Wie wird der Pflichtteil bei auszugleichenden Pflegeleistungen berechnet?

Sind Pflegeleistungen auszugleichen, geschieht dies in folgenden Rechenschritten:

  1. Der Wert der Pflegeleistung ist vom Nachlass abzuziehen.
  2. Aus dem so ermittelten Gesamtwert ist der nach gesetzlicher Erbquote auf den Pflichtteilsberechtigten entfallende Anteil zu errechnen.
  3. Nur sofern der Pflichtteilsberechtigte den Erblasser pflegte, wird der Wert der Pflegeleistung seinem Erbanteil hinzugerechnet.
  4. Die Hälfte des so ermittelten Betrags ist der Pflichtteil.

Beispiel:

Erblasser Heinz hinterlässt seine drei Töchter Ina, Lisa und Anna. Sein Nachlass ist 90.000 Euro wert. Er hat Ina durch Testament zur Alleinerbin eingesetzt. Sie pflegte ihn die letzten Jahre vor seinem Tod. Der Wert ihrer Pflegeleistungen wird auf 30.000 Euro geschätzt.

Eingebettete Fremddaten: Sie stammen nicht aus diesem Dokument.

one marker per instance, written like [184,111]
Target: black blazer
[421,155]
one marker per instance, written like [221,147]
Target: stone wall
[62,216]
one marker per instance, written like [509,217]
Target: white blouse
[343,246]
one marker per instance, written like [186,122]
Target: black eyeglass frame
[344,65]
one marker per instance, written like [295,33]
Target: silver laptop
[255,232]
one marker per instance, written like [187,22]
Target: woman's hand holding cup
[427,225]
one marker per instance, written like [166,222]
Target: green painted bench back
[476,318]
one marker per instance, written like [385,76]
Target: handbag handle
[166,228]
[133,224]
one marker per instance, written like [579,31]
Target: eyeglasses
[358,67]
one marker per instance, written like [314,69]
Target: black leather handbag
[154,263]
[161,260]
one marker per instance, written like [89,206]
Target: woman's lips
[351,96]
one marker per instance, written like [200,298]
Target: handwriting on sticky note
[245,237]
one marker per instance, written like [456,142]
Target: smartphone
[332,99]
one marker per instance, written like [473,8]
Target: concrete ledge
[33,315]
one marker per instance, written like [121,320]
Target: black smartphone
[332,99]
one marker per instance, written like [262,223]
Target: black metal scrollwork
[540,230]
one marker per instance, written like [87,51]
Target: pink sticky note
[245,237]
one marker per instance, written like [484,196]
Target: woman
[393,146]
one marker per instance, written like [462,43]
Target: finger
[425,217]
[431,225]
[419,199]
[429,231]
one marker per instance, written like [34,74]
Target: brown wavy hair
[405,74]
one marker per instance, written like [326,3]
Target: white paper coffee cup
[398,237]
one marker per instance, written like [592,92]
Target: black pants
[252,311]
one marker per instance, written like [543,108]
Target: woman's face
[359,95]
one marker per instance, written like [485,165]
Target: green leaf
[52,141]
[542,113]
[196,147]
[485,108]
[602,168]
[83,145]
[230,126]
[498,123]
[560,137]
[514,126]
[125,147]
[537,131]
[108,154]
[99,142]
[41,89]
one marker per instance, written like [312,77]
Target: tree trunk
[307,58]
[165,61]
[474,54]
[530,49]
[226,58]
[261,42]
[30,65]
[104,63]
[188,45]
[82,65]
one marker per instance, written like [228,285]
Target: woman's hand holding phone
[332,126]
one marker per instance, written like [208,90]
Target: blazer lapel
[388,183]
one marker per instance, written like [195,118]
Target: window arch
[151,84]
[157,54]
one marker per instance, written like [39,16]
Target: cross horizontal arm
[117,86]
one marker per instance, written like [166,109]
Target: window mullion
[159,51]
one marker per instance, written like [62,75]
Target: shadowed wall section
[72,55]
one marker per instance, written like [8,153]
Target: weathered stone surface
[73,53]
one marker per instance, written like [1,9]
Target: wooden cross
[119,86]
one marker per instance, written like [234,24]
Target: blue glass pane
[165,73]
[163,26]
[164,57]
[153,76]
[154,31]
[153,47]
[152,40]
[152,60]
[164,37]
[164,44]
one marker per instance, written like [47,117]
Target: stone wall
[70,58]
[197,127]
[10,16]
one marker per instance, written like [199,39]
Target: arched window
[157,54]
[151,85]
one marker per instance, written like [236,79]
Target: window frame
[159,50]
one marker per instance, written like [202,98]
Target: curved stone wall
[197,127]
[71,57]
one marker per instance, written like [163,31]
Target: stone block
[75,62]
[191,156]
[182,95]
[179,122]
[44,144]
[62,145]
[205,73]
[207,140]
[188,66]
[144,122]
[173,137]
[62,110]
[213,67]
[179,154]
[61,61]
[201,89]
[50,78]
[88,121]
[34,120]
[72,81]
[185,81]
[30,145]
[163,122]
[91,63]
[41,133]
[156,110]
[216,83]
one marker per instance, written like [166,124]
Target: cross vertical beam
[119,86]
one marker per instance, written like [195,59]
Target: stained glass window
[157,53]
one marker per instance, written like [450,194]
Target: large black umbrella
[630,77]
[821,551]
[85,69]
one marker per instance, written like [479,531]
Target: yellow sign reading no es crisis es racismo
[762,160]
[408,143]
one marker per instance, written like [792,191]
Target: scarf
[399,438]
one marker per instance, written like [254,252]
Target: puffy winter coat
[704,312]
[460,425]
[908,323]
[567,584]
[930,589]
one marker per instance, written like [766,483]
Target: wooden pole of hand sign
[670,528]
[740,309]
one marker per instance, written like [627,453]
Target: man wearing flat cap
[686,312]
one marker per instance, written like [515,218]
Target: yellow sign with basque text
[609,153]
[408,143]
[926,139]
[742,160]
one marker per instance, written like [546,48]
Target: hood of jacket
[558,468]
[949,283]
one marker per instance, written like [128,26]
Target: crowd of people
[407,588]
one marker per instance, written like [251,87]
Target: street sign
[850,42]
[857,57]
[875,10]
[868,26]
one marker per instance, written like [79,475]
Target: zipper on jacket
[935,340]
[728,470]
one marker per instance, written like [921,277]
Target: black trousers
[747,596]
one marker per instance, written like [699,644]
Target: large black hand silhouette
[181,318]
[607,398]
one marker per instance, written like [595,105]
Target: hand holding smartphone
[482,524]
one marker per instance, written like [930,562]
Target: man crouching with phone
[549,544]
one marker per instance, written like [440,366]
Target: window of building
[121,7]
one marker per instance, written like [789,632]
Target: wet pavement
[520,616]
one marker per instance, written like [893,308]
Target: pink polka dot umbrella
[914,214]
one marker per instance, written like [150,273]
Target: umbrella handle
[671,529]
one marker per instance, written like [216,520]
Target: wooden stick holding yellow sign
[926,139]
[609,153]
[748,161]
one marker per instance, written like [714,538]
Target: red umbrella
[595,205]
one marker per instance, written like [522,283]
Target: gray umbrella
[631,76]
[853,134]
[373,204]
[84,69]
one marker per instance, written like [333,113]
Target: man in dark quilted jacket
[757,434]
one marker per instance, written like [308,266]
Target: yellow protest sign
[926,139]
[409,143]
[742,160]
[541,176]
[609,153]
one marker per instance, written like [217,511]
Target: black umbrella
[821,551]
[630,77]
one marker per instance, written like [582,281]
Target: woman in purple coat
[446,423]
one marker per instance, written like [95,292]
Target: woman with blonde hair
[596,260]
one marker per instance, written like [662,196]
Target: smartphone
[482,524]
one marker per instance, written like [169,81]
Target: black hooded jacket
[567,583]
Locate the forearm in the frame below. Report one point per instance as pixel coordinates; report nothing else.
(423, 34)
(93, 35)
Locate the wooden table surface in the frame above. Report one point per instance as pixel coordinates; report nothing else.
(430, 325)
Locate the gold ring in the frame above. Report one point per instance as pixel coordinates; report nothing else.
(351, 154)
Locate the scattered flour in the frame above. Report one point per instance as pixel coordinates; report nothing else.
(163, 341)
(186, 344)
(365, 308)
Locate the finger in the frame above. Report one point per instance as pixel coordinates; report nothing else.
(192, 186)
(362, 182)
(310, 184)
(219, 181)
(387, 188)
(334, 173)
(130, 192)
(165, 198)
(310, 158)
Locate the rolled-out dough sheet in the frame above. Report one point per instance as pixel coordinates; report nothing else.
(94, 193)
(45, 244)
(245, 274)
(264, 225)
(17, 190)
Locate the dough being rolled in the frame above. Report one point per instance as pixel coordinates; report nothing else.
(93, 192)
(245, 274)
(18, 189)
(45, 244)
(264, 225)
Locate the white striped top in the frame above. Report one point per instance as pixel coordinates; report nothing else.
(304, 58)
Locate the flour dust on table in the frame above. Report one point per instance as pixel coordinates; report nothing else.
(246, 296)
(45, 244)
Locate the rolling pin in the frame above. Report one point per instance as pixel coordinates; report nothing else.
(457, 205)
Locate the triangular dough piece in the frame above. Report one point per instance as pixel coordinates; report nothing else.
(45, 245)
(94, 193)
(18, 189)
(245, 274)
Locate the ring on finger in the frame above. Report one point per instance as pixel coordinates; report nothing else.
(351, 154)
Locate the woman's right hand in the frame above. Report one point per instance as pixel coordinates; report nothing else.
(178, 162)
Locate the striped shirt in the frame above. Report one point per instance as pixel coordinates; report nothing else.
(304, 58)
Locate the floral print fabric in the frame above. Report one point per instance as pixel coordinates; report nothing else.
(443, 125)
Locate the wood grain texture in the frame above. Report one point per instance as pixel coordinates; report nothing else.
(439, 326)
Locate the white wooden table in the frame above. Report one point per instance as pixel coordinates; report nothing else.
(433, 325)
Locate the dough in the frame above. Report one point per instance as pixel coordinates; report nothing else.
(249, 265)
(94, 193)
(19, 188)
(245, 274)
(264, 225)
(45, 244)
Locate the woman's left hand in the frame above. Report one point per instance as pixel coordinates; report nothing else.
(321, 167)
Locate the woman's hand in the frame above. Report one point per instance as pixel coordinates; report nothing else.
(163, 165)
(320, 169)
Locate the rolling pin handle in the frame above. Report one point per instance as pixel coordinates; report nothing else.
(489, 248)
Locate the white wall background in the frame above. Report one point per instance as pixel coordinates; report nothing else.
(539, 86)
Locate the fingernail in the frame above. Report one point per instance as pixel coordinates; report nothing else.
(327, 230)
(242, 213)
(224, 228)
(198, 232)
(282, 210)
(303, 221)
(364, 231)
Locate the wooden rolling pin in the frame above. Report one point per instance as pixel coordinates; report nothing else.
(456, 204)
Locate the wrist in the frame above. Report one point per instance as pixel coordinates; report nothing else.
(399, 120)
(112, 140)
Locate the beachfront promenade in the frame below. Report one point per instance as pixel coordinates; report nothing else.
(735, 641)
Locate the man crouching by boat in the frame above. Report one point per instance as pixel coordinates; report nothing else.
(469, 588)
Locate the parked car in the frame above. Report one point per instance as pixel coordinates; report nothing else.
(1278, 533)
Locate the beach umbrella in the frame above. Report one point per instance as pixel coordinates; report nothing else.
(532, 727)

Lisa und Anna machen Pflichtteilsansprüche geltend. Nach dem obigen Schema ist zu rechnen:

  1. Die Berücksichtigung des Pflegewertes mindert den Nachlass rechnerisch auf 60.000 Euro.
  2. Die gesetzliche Erbquote von Lisa und Anna beträgt je 1/3. Ihr gesetzlicher Erbanteil wären je 20.000 Euro.
  3. Sie selbst pflegten den Erblasser nicht. Daher ist den 20.000 Euro nichts hinzuzurechnen.
  4. Pflichtteil ist die Hälfte des so ermittelten Betrages. Lisa und Anna erhalten von Ina je 10.000 Euro.

Variante: Nicht Ina, sondern Lisa pflegte Heinz.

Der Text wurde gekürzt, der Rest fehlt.